Following the civil unrest in Colombia and especially the area around Buenaventura, local consignees cannot pick up their cargo, which leads to congestion in the container yard. Nearly all vessels omit Buenaventura until further notice. This logically results in a booking stop for all Buenaventura shipments with immediate effect.
Depending on the shipping lines the actions taken will be different. Some re-route cargo, others drop the cargo at other ports, be it neighboring or transshipment ports.
The port of Buenos Aires keeps facing tremendous delays because of an earlier strike. The backlog of both import and export containers is putting high pressure on inland connections and container availability.
It seems the effect of equipment shortages is worsening for the entire region as we are getting signals from Brazil that the equipment availability has hit its worst point so far. Shipping lines are very reluctant to release containers as they prefer to ship them empty to Asia.

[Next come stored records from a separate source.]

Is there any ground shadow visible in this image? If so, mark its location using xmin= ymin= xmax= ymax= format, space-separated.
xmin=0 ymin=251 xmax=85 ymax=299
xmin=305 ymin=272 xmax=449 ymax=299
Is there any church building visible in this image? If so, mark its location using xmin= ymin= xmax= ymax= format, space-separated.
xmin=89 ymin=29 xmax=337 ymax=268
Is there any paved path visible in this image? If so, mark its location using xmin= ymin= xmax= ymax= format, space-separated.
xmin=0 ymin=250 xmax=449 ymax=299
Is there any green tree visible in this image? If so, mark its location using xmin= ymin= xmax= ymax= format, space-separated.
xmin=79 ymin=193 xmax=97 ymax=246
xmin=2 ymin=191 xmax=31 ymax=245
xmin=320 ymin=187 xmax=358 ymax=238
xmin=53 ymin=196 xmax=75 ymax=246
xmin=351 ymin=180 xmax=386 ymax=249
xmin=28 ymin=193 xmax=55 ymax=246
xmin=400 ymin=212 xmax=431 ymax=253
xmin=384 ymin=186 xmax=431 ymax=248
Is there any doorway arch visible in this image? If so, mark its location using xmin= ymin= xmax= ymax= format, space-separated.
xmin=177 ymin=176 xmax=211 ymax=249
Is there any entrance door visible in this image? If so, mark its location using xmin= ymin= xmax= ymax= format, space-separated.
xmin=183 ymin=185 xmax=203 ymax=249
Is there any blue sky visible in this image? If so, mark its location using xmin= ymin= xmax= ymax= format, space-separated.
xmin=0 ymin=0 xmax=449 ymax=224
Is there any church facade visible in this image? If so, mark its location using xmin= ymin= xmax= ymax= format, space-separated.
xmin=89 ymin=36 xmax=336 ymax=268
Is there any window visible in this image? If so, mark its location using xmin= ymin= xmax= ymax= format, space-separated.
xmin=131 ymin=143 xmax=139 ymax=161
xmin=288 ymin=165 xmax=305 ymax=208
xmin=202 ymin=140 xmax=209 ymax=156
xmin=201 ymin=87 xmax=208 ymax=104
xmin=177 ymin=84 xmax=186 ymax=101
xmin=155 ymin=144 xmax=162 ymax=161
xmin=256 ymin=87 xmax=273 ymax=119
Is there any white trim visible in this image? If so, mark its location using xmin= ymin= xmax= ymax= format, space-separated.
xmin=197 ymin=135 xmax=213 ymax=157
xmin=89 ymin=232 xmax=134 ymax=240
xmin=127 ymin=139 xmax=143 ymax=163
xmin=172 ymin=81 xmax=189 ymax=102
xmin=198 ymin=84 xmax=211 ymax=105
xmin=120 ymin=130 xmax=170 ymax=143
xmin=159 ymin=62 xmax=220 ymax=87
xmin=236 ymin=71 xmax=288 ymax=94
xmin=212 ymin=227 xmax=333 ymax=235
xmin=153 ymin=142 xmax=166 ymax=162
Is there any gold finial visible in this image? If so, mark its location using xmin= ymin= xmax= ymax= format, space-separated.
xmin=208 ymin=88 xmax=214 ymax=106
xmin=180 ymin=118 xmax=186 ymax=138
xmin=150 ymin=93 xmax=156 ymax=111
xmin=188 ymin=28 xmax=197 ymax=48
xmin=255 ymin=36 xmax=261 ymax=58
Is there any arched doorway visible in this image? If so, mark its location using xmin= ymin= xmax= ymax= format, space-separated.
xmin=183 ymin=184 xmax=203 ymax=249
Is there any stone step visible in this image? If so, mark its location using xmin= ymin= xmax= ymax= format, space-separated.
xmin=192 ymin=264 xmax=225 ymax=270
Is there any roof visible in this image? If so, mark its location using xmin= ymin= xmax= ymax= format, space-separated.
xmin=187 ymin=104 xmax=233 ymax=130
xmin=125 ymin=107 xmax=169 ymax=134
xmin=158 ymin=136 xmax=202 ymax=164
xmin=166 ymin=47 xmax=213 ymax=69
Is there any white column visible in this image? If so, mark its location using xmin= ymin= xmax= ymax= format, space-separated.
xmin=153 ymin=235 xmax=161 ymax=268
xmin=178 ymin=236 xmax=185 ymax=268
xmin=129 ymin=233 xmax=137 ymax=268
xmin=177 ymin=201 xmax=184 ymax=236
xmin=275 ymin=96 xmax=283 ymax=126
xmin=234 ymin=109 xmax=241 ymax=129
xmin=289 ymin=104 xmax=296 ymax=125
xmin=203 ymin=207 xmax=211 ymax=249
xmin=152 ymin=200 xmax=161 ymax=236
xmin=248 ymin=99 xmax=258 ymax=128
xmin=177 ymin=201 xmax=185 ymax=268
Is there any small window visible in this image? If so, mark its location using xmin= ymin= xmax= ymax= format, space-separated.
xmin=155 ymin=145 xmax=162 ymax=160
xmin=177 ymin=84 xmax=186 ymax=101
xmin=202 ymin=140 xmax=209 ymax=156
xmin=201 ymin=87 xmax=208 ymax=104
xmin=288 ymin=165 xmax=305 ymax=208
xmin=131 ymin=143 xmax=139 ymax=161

Equipment shortages remain an industry-wide challenge. The main drivers still are the increased volumes on the Asia-Pacific and Asia-Europe trade. Traditionally ex Asia the majority moves in 40’ or 45’ containers and return cargo is mainly moving in 20-foot containers. Also 40-foot non-operating reefer as an alternative for 40’ dry equipment is insufficient available. Most of this equipment type is moving from and to Latin America on trades with, relatively, shorter transit times.
This is causing the wrong equipment types to be present in the ‘wrong’ areas. Accurate forecasting and advance booking remain a necessity in the current market, not only limited to volumes ex Asia although this region is suffering the hardest. Ex Asia several rate increases are expected over the weeks to come.